Just this morning, the kids and I were listening to Jonathan Stroud’s second Bartimaeus book, The Golem’s Eye, on the way to school. One of the characters is watching a play and thinks,
Show us a little of what we fear . . . only take away its teeth. . . . Make the demons frighten us, then let us watch them die.
That’s rather what fairy tales do for our children, isn’t it? They provide a way to confront our deepest, animal fears and deal with them rather than pushing them back into our psyches, ignored and ready to fester out when we are least prepared.
Back to Coraline. The little girl walks through a closed-off door into an alternate reality, one in which her parents give her the attention and presents she craves, but are creepy and have sewn-on black buttons on their faces in place of eyes. Which life she chooses, and how she fights for it, make up the story.

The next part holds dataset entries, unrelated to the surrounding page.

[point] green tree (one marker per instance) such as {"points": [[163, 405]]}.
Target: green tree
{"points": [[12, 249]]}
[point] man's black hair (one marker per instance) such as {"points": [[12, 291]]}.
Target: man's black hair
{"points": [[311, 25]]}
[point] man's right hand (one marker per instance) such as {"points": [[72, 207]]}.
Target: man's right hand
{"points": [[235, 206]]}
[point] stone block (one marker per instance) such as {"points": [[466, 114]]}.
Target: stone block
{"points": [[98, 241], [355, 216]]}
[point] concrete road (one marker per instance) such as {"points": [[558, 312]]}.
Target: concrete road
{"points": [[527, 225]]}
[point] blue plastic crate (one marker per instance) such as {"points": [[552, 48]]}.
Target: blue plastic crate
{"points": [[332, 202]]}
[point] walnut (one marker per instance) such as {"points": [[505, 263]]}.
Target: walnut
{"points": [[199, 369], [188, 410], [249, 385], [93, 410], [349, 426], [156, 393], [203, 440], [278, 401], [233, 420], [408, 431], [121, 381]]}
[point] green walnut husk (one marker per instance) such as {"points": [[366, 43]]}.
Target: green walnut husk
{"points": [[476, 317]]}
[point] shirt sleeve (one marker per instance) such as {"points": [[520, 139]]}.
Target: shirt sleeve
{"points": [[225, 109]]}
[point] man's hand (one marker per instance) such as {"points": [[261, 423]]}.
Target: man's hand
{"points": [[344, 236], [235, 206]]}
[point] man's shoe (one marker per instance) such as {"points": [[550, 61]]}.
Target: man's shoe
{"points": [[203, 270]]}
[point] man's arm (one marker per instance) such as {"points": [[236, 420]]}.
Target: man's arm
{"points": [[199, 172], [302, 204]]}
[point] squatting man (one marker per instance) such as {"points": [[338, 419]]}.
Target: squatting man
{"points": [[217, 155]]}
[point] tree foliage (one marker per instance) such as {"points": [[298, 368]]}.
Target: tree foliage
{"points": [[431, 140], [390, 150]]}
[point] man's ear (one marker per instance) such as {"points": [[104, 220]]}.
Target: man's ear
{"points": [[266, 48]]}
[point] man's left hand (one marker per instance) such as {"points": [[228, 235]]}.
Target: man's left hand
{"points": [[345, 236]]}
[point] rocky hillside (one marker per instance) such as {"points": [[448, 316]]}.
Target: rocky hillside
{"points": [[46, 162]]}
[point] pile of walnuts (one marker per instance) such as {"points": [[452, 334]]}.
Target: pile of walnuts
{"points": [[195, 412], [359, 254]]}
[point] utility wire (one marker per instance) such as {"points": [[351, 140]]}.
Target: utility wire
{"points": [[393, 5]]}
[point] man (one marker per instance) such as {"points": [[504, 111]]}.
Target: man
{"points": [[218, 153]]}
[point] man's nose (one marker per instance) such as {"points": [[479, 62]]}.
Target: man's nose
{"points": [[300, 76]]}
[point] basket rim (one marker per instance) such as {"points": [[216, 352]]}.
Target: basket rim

The story is terrific, and what keeps the chill factor under control is the quiet, stubborn strength of the heroine. If this unassuming little girl can hold herself together in the face of such terrors, so can the reader. My 11-year-old daughter read it before I did, and while she didn’t proclaim it her favorite book (it would have had to have dragons in it for that), she did talk about it and wasn’t frightened senseless.
As good as the story is the writing. I don’t know how to describe Gaiman’s craftmanship. It’s a spare text, finely honed. His sense of timing, the rhthym of his sentences, his use of just the right words is, well, poetic.
The blurbs on the back cover are by Diana Wynne Jones (who compares it to Alice in Wonderland), Terry Pratchett (one of my favorite authors), and Lemony Snickett, who goes off on his own amusing riff:
This book tells a fascinating and disturbing story that frightened me nearly to death. Unless you want to find yourself hiding under your bed, with your thumb in your mouth, trembling with fear and making terrible noises, I suggest that you step very slowly away from this book and go find another source of amusement, such as investigating an unsolved crime or making a small animal out of yarn.
(Too bad I don’t like the “Series of Unfortunate Events” books. I love his writing here.)
This book will send a shiver down your spine, out through your shoes, and into a taxi to the airport. It has the delicate horror of the finest fairy tales, and it is a masterpiece. And you will never think about buttons in quite the same way again.
And the illustrations by Dave McKean are fantastically creepy. I hope Gaiman doesn’t mind if I reproduce one here (I’m fairly certain he’s not one of the 3 or 4 regular readers of this blog):
The pen-and-ink drawings are spare but detailed and evoke the text’s atmosphere perfectly.